Although few prospective studies have been conducted to examine the prevalence of encopresis in childhood, it is estimated that 1-2% of children younger than 10 years have encopresis. In a study of 482 children aged 4-17 years who were observed over a 6-month period in a primary care pediatric clinic in Iowa, 4.4% of the subjects experienced fecal incontinence at least once per week. 
Nearly all of the few published population-based studies examining the prevalence of encopresis have been conducted in North America and Europe.

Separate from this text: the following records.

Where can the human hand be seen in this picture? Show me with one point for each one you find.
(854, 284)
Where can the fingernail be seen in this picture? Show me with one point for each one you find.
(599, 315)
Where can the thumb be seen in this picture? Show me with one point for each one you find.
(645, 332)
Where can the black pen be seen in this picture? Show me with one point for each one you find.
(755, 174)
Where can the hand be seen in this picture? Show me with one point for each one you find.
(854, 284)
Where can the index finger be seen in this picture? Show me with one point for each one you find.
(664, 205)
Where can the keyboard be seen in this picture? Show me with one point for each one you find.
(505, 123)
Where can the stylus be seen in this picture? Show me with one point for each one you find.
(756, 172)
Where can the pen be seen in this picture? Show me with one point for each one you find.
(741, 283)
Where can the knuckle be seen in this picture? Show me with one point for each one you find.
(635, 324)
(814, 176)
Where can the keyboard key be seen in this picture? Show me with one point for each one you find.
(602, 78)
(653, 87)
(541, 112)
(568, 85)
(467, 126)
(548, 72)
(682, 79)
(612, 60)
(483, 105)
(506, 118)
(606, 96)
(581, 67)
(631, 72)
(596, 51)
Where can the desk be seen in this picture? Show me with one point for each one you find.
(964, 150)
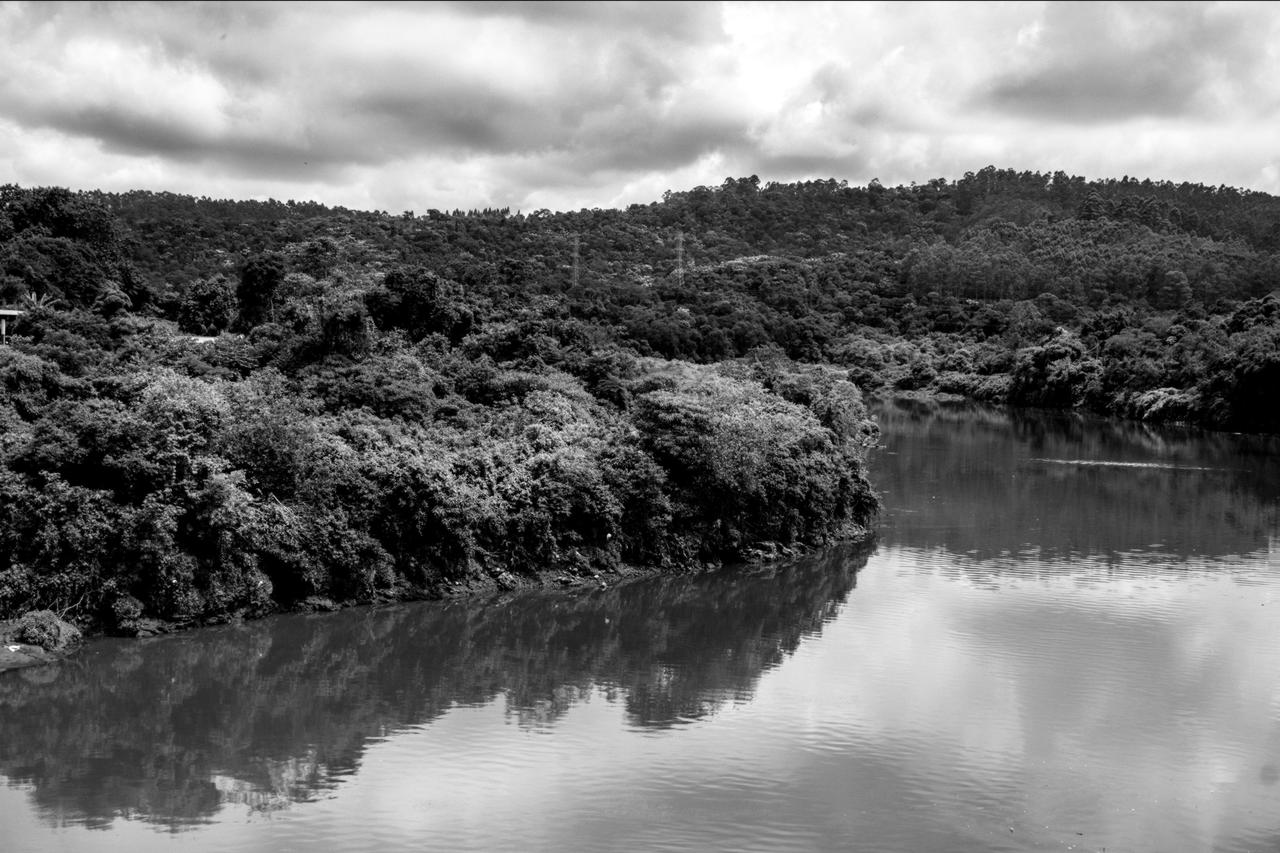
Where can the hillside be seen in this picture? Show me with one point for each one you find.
(218, 407)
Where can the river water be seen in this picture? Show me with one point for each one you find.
(1066, 637)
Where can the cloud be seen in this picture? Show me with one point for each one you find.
(562, 104)
(1116, 62)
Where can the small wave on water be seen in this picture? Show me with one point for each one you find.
(1098, 463)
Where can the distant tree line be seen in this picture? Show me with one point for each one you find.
(215, 407)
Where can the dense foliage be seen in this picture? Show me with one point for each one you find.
(325, 423)
(216, 406)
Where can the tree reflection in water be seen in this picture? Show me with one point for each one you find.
(278, 711)
(991, 484)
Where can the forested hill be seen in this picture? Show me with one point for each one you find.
(1136, 297)
(216, 407)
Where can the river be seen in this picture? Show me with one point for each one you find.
(1066, 637)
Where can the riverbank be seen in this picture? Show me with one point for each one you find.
(36, 638)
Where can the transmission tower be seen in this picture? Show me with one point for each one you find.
(575, 259)
(680, 258)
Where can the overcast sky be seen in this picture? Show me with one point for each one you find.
(565, 105)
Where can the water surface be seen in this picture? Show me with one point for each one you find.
(1068, 637)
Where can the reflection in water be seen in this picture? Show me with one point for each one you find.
(280, 710)
(992, 484)
(1069, 638)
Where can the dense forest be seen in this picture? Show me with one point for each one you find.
(219, 407)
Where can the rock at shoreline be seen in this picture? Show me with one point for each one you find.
(39, 637)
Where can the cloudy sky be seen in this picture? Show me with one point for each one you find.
(565, 105)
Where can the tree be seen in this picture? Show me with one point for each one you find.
(260, 279)
(208, 306)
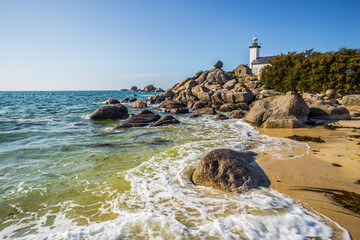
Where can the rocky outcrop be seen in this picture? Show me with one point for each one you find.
(228, 170)
(111, 111)
(139, 104)
(228, 107)
(221, 117)
(208, 111)
(155, 99)
(237, 114)
(173, 107)
(128, 100)
(167, 120)
(320, 109)
(218, 64)
(148, 88)
(112, 101)
(143, 118)
(351, 102)
(268, 93)
(289, 111)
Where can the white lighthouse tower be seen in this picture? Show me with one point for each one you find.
(254, 51)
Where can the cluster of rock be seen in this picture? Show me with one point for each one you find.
(114, 110)
(148, 88)
(216, 90)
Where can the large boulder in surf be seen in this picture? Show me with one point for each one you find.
(173, 107)
(289, 111)
(237, 114)
(320, 109)
(170, 104)
(351, 101)
(112, 101)
(142, 119)
(111, 111)
(139, 104)
(228, 107)
(156, 99)
(167, 120)
(228, 170)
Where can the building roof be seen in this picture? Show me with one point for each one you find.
(243, 65)
(263, 60)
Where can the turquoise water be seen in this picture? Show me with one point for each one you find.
(65, 176)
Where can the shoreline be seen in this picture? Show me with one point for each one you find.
(303, 178)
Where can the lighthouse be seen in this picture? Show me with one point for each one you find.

In one such study conducted in the Netherlands, 4.1% of children aged 5-6 years and 1.6% of children aged 11-12 years experienced fecal soiling at least once per month.  Studies conducted in Sweden and the United Kingdom  reported similar numbers.
In nearly all published series, boys are much more commonly affected than girls. In most series, approximately 80% of affected children are boys.
Even with aggressive medical and behavioral interventions, as many as 30% of children remain symptomatic.  Unfortunately, the available data are insufficient to enable clinicians to make reliable predictions as to which children will successfully respond to which specific treatment protocols.
Current evidence suggests that family disorganization correlates with a poor response to all forms of treatment. In contrast, no demographic, manometric, behavioral, social, academic, or self-esteem measures are clearly associated with response to therapy. No investigators have systematically examined the child’s motivation, the family’s motivation, or the state of change to determine whether any of these is predictive of the patient’s response to treatment.
Nonretentive encopresis may be associated with oppositional defiant disorder and conduct disorder. Urinary tract infection may be associated with encopresis, but is more frequently seen in females than in males.